As a further hint to anybody who might encounter this sort of thing in the future, a polynomial with complex conjugate roots $\alpha$ and $\alpha^\ast$ will be of the form

$x^2-2(\Re\alpha)x+|\alpha|^2$

Note that $3^2+4^2=5^2=25$ and that $6=2\times 3$. Thus, once you verify that your quadratic has a negative discriminant, you can almost instantly write down the complex conjugate roots.

  • 0
    haha ok yea I see... when I wrote it down in my book and then _got it_ man I can be silly sometime!2010-10-24
1

Noldorin's answer pretty much covers what I'd say, but I would note that you can proceed in working with the expression until it is factored into linear terms and read off the zeros (the solutions to the equation $(z - 3)^2 + 16=0$) from there.
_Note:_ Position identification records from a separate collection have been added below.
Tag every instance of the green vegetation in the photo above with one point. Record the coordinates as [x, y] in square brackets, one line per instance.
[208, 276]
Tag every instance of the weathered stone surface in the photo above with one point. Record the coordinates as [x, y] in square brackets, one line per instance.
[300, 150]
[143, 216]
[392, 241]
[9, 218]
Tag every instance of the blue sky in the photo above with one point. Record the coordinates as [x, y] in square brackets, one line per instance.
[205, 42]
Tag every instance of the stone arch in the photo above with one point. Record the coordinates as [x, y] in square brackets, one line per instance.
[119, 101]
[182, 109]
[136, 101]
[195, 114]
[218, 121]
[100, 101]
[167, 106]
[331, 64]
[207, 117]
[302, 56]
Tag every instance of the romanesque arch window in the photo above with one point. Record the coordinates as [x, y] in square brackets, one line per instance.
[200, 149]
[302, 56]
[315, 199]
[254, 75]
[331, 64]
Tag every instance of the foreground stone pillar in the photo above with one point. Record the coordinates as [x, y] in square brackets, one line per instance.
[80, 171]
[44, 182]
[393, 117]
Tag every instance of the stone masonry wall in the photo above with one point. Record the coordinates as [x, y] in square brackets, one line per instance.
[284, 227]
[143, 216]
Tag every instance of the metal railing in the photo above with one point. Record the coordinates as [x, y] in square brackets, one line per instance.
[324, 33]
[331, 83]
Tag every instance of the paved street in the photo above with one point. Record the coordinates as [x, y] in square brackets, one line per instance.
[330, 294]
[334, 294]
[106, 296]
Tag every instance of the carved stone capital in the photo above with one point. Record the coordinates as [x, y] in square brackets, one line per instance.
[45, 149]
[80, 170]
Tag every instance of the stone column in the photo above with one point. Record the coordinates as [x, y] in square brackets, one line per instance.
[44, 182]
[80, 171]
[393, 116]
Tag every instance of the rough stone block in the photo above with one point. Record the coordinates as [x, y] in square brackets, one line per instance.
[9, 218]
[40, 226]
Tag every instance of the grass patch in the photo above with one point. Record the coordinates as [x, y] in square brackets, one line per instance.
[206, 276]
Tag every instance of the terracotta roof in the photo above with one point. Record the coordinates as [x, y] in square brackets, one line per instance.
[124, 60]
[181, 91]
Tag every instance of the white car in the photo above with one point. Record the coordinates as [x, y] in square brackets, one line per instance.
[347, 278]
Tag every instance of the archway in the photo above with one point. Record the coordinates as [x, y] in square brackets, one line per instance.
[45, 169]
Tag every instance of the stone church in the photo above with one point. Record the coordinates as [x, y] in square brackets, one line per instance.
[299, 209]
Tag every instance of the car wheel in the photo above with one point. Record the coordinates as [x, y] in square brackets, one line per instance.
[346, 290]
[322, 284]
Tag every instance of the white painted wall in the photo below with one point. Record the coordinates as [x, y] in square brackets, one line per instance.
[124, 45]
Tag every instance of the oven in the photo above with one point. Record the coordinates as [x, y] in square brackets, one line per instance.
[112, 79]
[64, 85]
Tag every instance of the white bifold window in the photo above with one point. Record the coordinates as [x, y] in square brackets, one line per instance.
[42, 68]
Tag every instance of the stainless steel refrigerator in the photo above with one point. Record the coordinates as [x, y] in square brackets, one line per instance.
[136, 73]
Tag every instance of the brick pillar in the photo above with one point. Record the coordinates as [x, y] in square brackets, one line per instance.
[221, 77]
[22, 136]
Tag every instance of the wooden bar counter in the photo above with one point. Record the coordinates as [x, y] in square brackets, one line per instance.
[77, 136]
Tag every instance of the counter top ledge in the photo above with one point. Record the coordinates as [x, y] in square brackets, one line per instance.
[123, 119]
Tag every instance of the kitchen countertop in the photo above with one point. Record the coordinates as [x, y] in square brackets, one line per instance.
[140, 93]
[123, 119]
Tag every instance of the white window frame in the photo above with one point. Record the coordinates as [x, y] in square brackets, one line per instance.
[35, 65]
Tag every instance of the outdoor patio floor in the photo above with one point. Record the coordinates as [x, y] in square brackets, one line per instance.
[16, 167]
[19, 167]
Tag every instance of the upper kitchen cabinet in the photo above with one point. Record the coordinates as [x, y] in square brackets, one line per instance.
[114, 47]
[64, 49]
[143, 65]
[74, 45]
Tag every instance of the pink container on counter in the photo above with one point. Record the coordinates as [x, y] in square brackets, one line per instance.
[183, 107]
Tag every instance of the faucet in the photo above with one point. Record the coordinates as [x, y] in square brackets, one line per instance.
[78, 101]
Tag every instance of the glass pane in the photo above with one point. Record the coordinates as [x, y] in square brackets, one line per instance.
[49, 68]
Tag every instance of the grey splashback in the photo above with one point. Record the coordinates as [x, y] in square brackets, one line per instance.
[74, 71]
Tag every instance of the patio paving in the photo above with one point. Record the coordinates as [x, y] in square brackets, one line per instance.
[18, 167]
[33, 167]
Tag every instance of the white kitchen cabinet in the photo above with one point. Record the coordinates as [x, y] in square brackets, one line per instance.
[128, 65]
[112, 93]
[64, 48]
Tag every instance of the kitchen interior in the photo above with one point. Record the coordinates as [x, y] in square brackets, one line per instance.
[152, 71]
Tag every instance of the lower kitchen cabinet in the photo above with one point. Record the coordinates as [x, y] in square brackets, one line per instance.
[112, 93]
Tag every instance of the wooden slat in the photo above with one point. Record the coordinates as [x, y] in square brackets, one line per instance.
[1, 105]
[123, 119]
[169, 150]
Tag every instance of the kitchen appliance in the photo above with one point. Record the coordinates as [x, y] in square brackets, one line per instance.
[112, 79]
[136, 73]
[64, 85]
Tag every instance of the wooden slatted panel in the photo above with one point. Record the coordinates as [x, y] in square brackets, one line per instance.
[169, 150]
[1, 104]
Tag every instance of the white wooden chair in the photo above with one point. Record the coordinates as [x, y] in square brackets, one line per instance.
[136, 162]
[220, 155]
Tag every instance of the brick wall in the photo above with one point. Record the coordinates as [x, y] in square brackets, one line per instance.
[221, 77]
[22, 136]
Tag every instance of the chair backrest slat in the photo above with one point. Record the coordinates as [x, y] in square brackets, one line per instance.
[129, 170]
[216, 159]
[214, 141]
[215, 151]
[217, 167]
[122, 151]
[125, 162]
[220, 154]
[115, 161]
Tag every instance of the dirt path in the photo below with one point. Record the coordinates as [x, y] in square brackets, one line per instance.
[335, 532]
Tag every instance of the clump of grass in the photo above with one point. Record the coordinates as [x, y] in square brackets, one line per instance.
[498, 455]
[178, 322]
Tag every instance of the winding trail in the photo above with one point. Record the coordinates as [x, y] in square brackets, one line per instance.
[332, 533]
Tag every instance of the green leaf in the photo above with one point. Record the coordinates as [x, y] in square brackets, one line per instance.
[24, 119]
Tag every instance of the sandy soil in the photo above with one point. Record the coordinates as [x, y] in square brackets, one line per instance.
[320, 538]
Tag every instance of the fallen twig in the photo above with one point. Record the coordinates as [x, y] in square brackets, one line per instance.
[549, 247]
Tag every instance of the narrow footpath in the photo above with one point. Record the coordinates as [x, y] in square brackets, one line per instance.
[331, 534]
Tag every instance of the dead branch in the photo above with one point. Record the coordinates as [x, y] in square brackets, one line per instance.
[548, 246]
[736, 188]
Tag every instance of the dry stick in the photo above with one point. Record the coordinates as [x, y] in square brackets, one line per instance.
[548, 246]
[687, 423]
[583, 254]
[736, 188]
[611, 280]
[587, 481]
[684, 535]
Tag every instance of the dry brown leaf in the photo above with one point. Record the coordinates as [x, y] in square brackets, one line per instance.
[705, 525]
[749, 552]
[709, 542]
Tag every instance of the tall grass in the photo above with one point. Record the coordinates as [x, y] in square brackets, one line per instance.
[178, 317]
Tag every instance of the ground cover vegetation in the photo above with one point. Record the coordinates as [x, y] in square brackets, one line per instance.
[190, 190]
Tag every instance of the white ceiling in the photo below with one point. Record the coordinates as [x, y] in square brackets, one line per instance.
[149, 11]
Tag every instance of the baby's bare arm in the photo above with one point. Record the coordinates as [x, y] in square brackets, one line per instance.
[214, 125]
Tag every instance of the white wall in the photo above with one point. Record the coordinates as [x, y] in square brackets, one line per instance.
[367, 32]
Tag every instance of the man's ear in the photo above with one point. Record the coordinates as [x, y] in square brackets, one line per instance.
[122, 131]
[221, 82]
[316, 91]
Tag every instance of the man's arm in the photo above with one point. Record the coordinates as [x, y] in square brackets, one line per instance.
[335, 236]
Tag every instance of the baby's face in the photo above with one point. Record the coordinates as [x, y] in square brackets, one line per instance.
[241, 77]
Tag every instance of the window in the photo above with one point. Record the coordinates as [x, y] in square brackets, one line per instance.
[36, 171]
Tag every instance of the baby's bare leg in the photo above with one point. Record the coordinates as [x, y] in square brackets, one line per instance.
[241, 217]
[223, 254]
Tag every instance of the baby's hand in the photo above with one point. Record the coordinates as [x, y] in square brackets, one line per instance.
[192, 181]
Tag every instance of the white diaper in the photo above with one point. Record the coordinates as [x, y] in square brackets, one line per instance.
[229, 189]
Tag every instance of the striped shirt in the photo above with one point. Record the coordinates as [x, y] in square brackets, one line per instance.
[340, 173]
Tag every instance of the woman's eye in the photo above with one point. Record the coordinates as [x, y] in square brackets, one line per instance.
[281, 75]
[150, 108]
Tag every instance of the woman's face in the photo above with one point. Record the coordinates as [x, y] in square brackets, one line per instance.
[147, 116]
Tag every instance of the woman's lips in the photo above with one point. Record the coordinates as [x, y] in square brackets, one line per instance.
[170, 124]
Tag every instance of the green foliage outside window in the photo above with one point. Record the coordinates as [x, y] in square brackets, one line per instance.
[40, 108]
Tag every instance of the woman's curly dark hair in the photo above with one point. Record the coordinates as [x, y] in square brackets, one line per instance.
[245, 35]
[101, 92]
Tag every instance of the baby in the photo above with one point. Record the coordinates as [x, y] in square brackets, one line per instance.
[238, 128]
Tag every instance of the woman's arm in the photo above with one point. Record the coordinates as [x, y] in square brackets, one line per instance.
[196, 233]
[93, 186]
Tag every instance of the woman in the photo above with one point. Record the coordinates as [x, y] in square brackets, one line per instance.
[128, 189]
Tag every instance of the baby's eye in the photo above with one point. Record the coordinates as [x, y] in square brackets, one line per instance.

Continuing from $(z - 3)^2 + 16$: $\begin{align} (z - 3)^2 + 16 &= (z - 3)^2 - (-16) \\\\ &= (z - 3)^2 - (4i)^2 \\\\ &= ((z-3)-4i)((z-3)+4i) \\\\ &= (z-(3+4i))(z-(3-4i)) \end{align}$ So, the zeros of the expression are $3+4i$ and $3-4i$.

  • 0
    this does seem nice and easy since I forget how to complete the square.2010-10-24
0

You can also use the quadratic formula to compute the result elegantly, it goes like this :

$z^2 - 6z + 25 = 0 $

$ z = \frac { 6 \pm \sqrt{36 -100} } {2} $

$ = \frac{ 6 \pm 8i}{2} $

$= 3 \pm 4i $